Just kidding, just kidding!!! 😂😂😂
_
On a serious note, this conversation has taken such an interesting and important, turn! There really does need to be more of a push to create alternate standard sizes for the instrument. I’ve always had large hands - even as a preteen, I could comfortably span a 10th. So I never had this issue. BUT, I have great empathy, because I would see it all the time with two of my fellow students who had smaller hands. I could see how challenging it was for them: not just challenging to find repertoire to play, but emotionally challenging. I remember them really being so sad sometimes because they were really passionate about playing and there were pieces they truly wanted to play…but couldn’t. There was such a look of heartbreak on their faces when they’d hear a piece they loved, but then look at the sheet music and see too many chords or stretches beyond an octave, or find out there were parts where substitutions or leaving out notes simply wasn’t a feasible solution.

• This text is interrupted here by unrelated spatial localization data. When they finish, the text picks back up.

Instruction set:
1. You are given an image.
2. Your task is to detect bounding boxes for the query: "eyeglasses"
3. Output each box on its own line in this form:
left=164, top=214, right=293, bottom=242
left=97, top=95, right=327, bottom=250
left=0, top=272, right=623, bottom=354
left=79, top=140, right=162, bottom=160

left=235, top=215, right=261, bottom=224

I also remember realizing how deep it must’ve impacted them when I saw a video, over on PW I believe, of a young lady trying a piano with narrower keys, and being able, for the first time, to play some of the pieces she desperately wanted to play with ease. She, literally, had tears in her eyes/was crying over it. It was such an emotional moment. And how many are there out there who experience, feel, and suppress such emotion; loving an instrument so desperately, but having, not a limitation of imagination, but a limitation of their own physical form - the very tool through which they manipulate the instrument.
And I think that the ignorance I had initially is the same ignorance that many in the piano world have and even lean into. People with smaller hands are sort of culled out of the field early on by teachers who just don’t want to take the time with them and an industry that doesn’t want to put the time into solutions. So, people don’t really pay attention to the fact that this problem exists and, yet, is easily solvable.
I do believe that creating pianos with different standard sizes is not only doable and feasible in today’s day and age, but also easily accomplishable. It just has to be a priority. And unfortunately, the exclusivity attitude of the field leans into a “meet the standard” not “build the standard around all” rule.
I think it’s just a matter of find two or three smaller alternate sizes, standardizing them, and building around those standards. Some of the smaller/narrower actions that exist out there don’t even require much change beyond the key sticks. This is an easy fix. People just have to make more of a fuss - and in a world where inclusivity and care for the diffferently-abled is increasingly at the forefront, I don’t see why this can’t become a standard.